The 1980s galvanized Winkel’s belief that focusing on safety was “a moral imperative.”
He remembers the decade as a dark time for safety. Tragedy struck in Bhopal, India, in the Soviet Union at Chernobyl, in Alaska’s Prince William Sound with the Exxon Valdez oil supertanker spill, and elsewhere. And closer to home, a blaze occurred at Syncrude’s processing plant due to substandard components.
“It was a wakeup call for industry and us,” says Winkel. “And that's when my learning curve in safety really started to take a much steeper trajectory up, thanks to Syncrude leadership.”
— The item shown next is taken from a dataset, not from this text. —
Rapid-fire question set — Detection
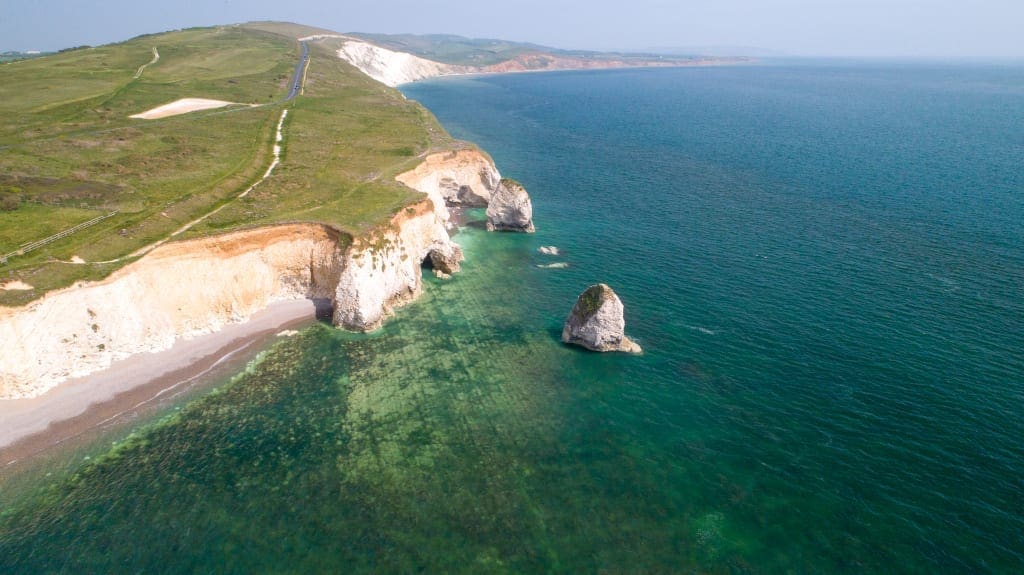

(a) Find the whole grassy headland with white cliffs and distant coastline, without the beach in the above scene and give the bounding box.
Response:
[0,23,721,425]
That learning helped make Syncrude measurably safer overall than the average major industry in Alberta, even with record production. As Carter points out, “[Winkel’s] focus went beyond reducing long-term injuries to looking at the big picture to understand how organizations can avoid injuries in the first place.”
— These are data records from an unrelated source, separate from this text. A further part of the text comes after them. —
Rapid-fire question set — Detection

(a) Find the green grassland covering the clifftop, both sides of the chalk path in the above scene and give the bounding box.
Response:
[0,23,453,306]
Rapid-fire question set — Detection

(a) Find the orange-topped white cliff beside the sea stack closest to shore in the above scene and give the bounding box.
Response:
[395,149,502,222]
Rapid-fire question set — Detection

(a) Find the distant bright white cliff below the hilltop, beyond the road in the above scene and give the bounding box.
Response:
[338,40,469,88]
In the 1990s, Winkel’s involvement in safety began to extend outside of Syncrude as well. He became the first distinguished lecturer for the Canadian Institute of Mining to deliver a talk on the subject, appropriately titled The Safety Imperative. (Winkel would go on to win several awards from the organization for his expertise.)
Central to his message was his belief that “putting safety ahead of all other parameters was simply a moral obligation and the right thing to do.” The initial lecture, shared with 13 mining operations and sites across Canada, marked the beginning of a future career transition.
In 2010, Winkel retired from Syncrude operations and joined the University of Alberta Engineering department as an industrial professor in safety and risk management. He did so with a condition.
“I made it very clear that my vision for safety and risk management was for it to become a core competency for all engineering disciplines, not just an elective.”
It did, for every engineering student at the university, through the establishment of the David and Joan Lynch School of Engineering Safety and Risk Management in 2016, which Winkel led.
“I had extremely high expectations of Gord,” says Dr. David Lynch, then U of A dean of Engineering. “Suffice it to say, he achieved and significantly exceeded every expectation and also many, many more.”
Since then, “Winkel’s contributions to safety and risk management over the years have had a profound impact on industries and organizations across the country,” notes Carter.
In the mid-2010s, Winkel served on the Alberta Health Services board, introducing risk management programming and practices as part of its quality and safety committee. Among them was a safe-surgery checklist, “which was essentially the equivalent of what we would have called a field-level risk assessment for mechanics, welders and electricians,” Winkel says.
Later, he helped form AgSafe Alberta, a provincial health and safety association. It led to adoption of practical farm and ranch safety programs and training, with agricultural industry safety improving over time. Winkel continues to serve as an adviser.
Among other beneficiaries of his expertise and insight are the board of Careers: The Next Generation, where he contributed to safety and risk management strategy and to the promotion of trades careers among youth. He also joined Commissionaires Canada, initially providing safety support at the local level and moving on to become chair of their national board, helping to provide meaningful employment for veterans across the country.
Between and beyond, Winkel has helped improve safety performance at mining organizations, in oil and gas, construction, the University of Alberta itself, churches and more. Winkel recently retired from the university, though he still volunteers there.
“I live to contribute and make a difference,” he says. And he believes promoting a culture of safety is a way to do that.
“Every person is a person that we can set up for success. And that's what we need to do. We owe that to every student. We owe that to our colleagues, to our families. We owe that to all we meet, and everyone under our watch.”